In contrast, the private insurers who still negotiate Medicare and Medicaid drug prices today, they drive hard bargains focused on the value of an innovation in the larger scheme of care. Surveys show that a large majority of American seniors are satisfied with the Medicare Part D drug benefit. What’s more — and how many times can this be said about a government program? — the price tag for Part D has come in very much below the original estimates.

For many of the same reasons, doctors and patients need to carefully watch the development of what’s called “comparative effectiveness research” on behalf of the government—an effort that got a big boost in the stimulus package early this year.

Sponsoring solid, comparative research on the benefits, risks, and costs of various treatment options is a good thing. Doctors and patients clearly benefit from solid, science-based information. However, if the results of such research are used to trump physician judgment and to dictate medical practice or the availability and price of medicines, then personalized medicine will stop in its tracks.

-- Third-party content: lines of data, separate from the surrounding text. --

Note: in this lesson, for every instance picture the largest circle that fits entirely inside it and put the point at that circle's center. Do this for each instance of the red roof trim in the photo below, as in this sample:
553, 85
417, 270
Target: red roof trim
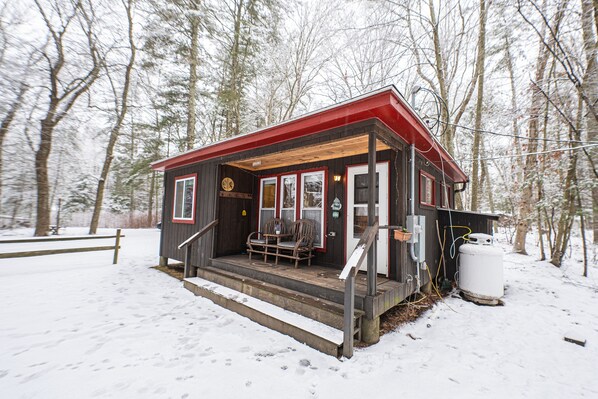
386, 105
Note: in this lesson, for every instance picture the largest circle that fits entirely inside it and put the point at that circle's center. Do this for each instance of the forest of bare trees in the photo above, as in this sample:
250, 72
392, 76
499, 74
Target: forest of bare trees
93, 91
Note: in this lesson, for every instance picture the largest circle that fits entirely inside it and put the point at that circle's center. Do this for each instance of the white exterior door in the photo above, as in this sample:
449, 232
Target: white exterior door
357, 211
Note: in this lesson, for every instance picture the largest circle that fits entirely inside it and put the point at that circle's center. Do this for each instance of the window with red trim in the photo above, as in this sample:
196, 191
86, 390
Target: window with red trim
445, 196
184, 199
426, 189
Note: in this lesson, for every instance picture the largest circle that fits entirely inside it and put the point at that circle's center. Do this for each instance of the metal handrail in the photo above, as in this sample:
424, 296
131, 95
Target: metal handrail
188, 243
348, 274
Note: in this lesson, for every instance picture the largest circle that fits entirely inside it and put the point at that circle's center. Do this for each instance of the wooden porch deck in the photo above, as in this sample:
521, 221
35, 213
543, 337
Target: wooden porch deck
318, 281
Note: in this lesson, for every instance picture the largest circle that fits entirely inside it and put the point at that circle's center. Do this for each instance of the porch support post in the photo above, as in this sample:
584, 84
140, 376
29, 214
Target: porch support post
371, 277
349, 316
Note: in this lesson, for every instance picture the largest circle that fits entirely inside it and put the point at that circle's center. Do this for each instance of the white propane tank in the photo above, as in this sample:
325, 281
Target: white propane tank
481, 270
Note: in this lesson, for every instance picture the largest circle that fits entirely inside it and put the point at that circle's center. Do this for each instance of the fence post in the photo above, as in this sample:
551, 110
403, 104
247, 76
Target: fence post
349, 315
116, 247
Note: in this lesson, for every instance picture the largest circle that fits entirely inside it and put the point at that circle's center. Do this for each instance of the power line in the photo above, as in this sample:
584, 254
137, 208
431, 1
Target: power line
518, 137
530, 153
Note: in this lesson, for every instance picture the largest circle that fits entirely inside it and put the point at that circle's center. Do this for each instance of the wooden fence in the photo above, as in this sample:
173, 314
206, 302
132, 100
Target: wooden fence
23, 254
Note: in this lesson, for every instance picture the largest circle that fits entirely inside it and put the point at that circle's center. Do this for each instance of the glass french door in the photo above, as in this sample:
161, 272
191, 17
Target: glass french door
357, 211
288, 198
267, 200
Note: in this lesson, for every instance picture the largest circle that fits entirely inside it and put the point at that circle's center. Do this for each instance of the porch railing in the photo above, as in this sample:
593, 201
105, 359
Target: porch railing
188, 243
348, 274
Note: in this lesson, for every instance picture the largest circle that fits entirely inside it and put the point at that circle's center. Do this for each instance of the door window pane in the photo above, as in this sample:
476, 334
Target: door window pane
361, 188
267, 201
268, 193
288, 192
288, 198
360, 220
312, 190
313, 202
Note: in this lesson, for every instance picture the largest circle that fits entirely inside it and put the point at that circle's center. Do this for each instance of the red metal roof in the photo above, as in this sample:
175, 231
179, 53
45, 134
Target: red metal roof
387, 105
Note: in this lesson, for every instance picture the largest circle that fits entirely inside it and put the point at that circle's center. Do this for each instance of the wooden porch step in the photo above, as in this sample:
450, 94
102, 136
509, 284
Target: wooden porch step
330, 294
322, 310
310, 332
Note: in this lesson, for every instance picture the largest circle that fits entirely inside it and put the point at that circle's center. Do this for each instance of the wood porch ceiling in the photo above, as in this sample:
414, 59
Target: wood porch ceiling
314, 153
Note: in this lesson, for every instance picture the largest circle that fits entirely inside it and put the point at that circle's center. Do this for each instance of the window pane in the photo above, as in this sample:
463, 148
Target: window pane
426, 190
188, 208
429, 191
178, 195
316, 216
266, 214
312, 191
360, 220
362, 190
288, 216
268, 193
288, 194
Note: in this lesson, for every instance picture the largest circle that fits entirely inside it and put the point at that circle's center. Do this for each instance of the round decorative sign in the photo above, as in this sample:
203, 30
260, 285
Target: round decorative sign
228, 184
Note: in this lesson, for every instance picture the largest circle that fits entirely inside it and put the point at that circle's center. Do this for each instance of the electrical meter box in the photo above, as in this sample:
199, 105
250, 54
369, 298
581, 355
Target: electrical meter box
417, 225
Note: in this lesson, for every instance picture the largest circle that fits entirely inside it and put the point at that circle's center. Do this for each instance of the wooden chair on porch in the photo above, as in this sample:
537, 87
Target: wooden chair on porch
257, 243
301, 244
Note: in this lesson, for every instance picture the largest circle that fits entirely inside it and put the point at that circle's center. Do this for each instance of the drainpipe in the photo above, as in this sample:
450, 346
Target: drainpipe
412, 213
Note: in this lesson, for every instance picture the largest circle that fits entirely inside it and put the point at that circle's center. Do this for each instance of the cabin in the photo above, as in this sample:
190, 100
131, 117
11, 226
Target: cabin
356, 173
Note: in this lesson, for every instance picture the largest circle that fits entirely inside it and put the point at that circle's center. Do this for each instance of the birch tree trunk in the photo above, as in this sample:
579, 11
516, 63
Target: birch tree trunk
5, 126
193, 60
477, 137
120, 117
63, 95
589, 23
530, 168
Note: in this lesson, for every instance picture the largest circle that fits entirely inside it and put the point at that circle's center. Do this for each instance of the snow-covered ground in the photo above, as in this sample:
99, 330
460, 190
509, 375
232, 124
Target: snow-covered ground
76, 326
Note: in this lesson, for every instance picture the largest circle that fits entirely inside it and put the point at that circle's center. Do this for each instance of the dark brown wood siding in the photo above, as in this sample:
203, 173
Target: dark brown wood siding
205, 211
230, 236
430, 212
334, 255
235, 212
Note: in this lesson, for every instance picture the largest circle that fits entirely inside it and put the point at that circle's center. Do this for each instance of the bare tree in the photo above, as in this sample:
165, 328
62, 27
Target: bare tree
530, 168
7, 120
65, 87
120, 107
477, 136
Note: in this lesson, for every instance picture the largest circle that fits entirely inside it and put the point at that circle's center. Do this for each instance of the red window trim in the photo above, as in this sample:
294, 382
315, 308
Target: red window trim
193, 210
433, 185
299, 197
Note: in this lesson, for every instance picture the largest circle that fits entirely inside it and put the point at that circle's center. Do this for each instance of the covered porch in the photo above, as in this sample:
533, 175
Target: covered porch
356, 154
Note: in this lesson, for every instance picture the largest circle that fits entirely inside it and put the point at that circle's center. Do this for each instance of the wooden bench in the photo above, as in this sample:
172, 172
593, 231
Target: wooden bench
300, 244
259, 242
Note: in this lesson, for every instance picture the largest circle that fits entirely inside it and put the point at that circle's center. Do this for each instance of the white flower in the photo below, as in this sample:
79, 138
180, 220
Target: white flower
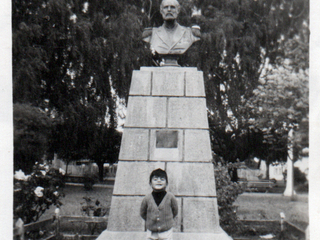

Comparative effectiveness research tends to reach conclusions in the aggregate, about the many. Today’s and tomorrow’s highest-value treatments are all about the one, the individual patient.

In the midst of the broader health care reform season, Congress also is looking right now at legislation to encourage and regulate copied biotech products in the health care market, a very important way to control costs down the road.

Some Members of Congress, unfortunately, back legislation that would deny inventor-companies almost any period of “data protection” for their discoveries. Data protection means that for a certain period of time after the FDA approves a new biotech medicine, no one other than the inventor-company could make reference the inventor’s data about the product, and its manufacturing process, in another application to the FDA.

Setting the data protection clock at only a few years would leave biotech companies with almost no hope of recouping our investments in many of the best ideas for creating new medicines. The already anemic venture capital market in biotech, which I mentioned earlier, would get much sicker still.

We believe the answer lies instead with a 14-year protection period, balancing the prospect of a return on investment with a clear path to lower-cost copies. The bipartisan “Pathways for Biosimilars Act” in Congress takes this approach.

Ladies and gentleman, here’s my second opinion in a nutshell. Innovation is not the problem in our health care system. It’s not something to be feared or stifled. Instead, it’s a huge part of the solution.

  • Without innovation, we’re not going to be able to provide more effective health care to a rapidly aging population or control health care’s real cost drivers, including long-term care and hospitalizations.
  • Without innovation, we will be defenseless against growing scourges—such as Alzheimer’s disease, diabetes, and cancer.
  • Without innovation, the staggering health crises that linger in the developing world will get worse, not better.
  • Without innovation, we will not come close to matching the last century’s progress in longevity and quality of life—and may even go backwards.

Tie this all together, and I hope you’ll understand how this second opinion adds value to the first. We need to keep the “I” word on the table so that access to health care for all, better quality, and manageable costs will be achieved and also sustained in the decades ahead.

Encouraging innovation needs to be the purpose of U.S. health care reform—not its victim. Thank you.